では、投資を受けたスタートアップはどの程度の速度で成長しているのだろうか。いずれも今では上場している4社だが、成長スピードはビジネスモデルやサービスの性格によって異なる。年間売上が$1Mから$10Mに至るまで何年掛かったかが図示されているが、メール配信ツールを提供するSendgridは3年半掛かっているのに対し、音声通話APIの提供を行うTwillioは約1年で年間$10Mに到達している。

これからクラウド業界に起きること

レポートではクラウドの各レイヤ(FaaS, PaaS, IaaS, SaaS)においてどのような変化が起きつつあるのか、以下8つを紹介している。

  1. Rise of serverless computing
  2. APIs drive innovation
  3. Blockchain finds a home in the enterprise
  4. Payments-as-a-Service
  5. System of record moves to system of results
  6. Growth of the screenless software moment
  7. Values create value
  8. The cloud is flat

この中でも特に注目したい4項目を解説したい。

サーバーレスコンピューティングの台頭

サーバーレスコンピューティングが近年注目を集めている。インフラなどの低レイヤーの部分をクラウド側が巻き取ってくれるため、開発者にとって初期設定の手間や学習コストが減り、プロダクトのコア機能開発に集中しやすい環境となってきている。

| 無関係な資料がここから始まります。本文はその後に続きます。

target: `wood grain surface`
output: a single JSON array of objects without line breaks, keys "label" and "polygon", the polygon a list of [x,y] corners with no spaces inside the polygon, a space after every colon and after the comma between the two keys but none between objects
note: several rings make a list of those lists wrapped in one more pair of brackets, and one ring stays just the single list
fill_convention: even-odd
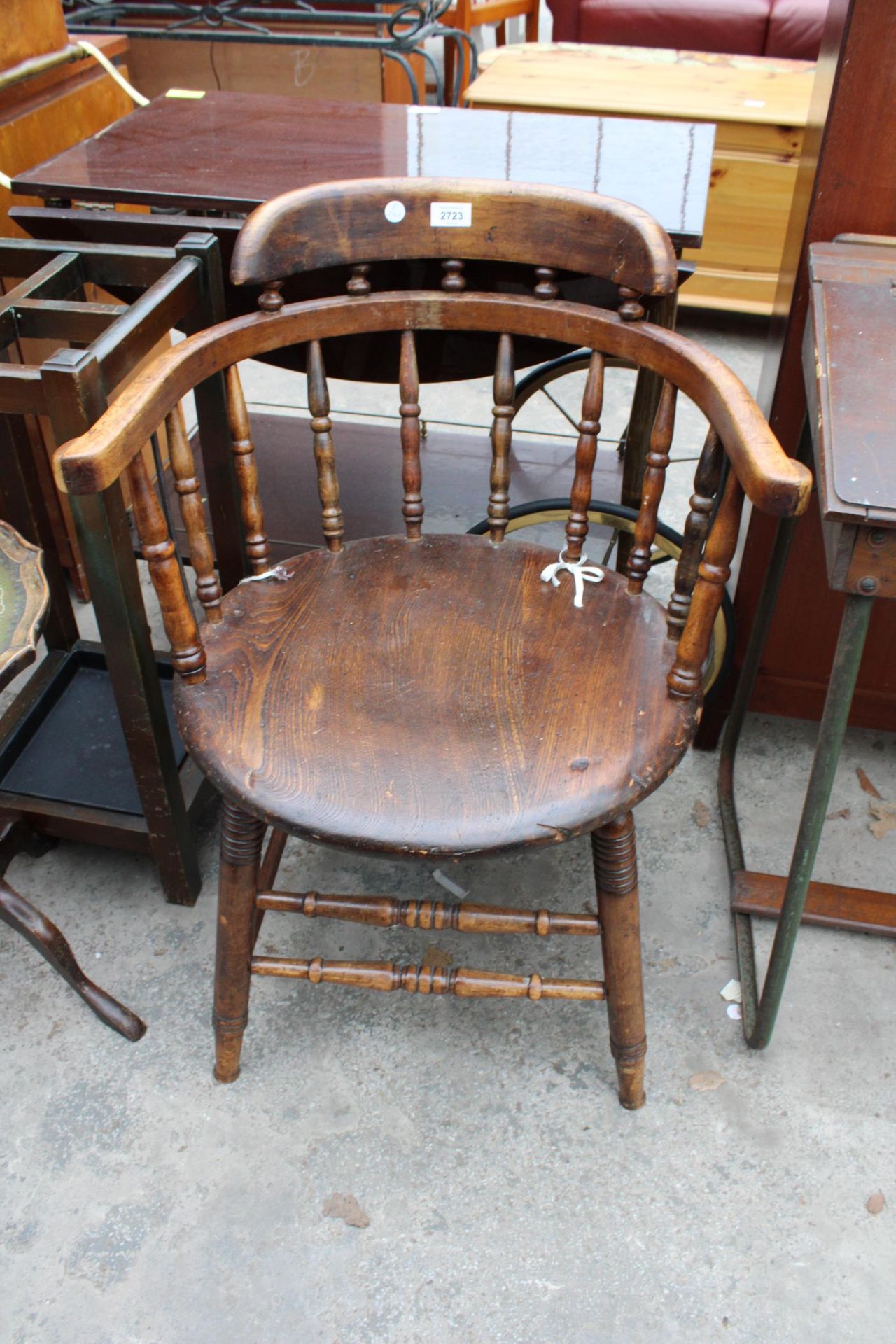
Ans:
[{"label": "wood grain surface", "polygon": [[[469,204],[469,227],[433,227],[433,202]],[[404,214],[384,227],[390,203]],[[361,177],[287,191],[246,220],[231,280],[263,284],[357,257],[373,262],[458,255],[560,266],[629,285],[638,294],[670,294],[677,285],[669,235],[638,206],[590,191],[470,177]]]},{"label": "wood grain surface", "polygon": [[310,300],[199,332],[160,356],[93,429],[56,453],[56,480],[73,493],[105,489],[176,402],[242,359],[294,341],[403,329],[529,333],[629,359],[669,379],[700,407],[755,505],[789,515],[802,513],[809,503],[809,470],[785,456],[740,379],[685,336],[579,304],[439,290]]},{"label": "wood grain surface", "polygon": [[206,681],[176,688],[191,753],[247,812],[364,849],[553,844],[625,812],[699,702],[666,696],[657,602],[607,571],[576,610],[568,575],[541,582],[553,559],[376,538],[240,585],[206,628]]}]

プロダクトを支えるインフラについて、ここ数年はDockerをはじめとするコンテナが急速に広まっていることに加え、AWS LambdaのようなFaaS(Function as a Service)型サービスの活用は今後さらに進みそうだ。

イノベーションを加速するAPI

あらゆる分野のサービスでAPIの公開と活用が一般的となっている。Stripeの決済データをAPI経由でダッシュボードに表示したり、各種ツールの通知情報をSlackに流してチームで情報共有を行ったりというように、APIの利用が前提となっているおかげで少ない負荷で各サービスの連携がとれるようになっている。

利用者にとっての利便性が高いのはもちろんだが、様々なデータを引き出せるAPIが整備させていることで、新規サービスの立ち上げスピードを上げられることにも繋がる。日本国内は大量のユーザーを抱える大企業のサービスほどAPIをオープンにしていないケースが多いため、ユーザーのためにこうした取り組みを倣うべきだと思う。

スクリーンレスの進行

AlexaやGoogle Homeといった音声デバイスのヒットにより、画面を持たないインターネットデバイスのさらなる躍進が予想されている。エンタープライズにおける活用も進みはじめており、TACTのような、音声による顧客管理ツールのインターフェースも出始めている。この分野の進化は今後ますます進むだろう。

価値の源泉となる企業文化

クラウドサービスは買い切りではなく、定期課金モデルが一般的であるため、順調に行けばサービスの提供者/利用者の関係性が長くなる。サービスの価値は機能や使い勝手はもちろんだが、サポートやカスタマーサクセスに依るところも大きく、どのような対応になるかはその企業が掲げるビジョンや会社のカルチャーの影響を大きく受ける。今以上に顧客との長い関係性を前提とした組織やカルチャーの作り方が求められるようになるだろう。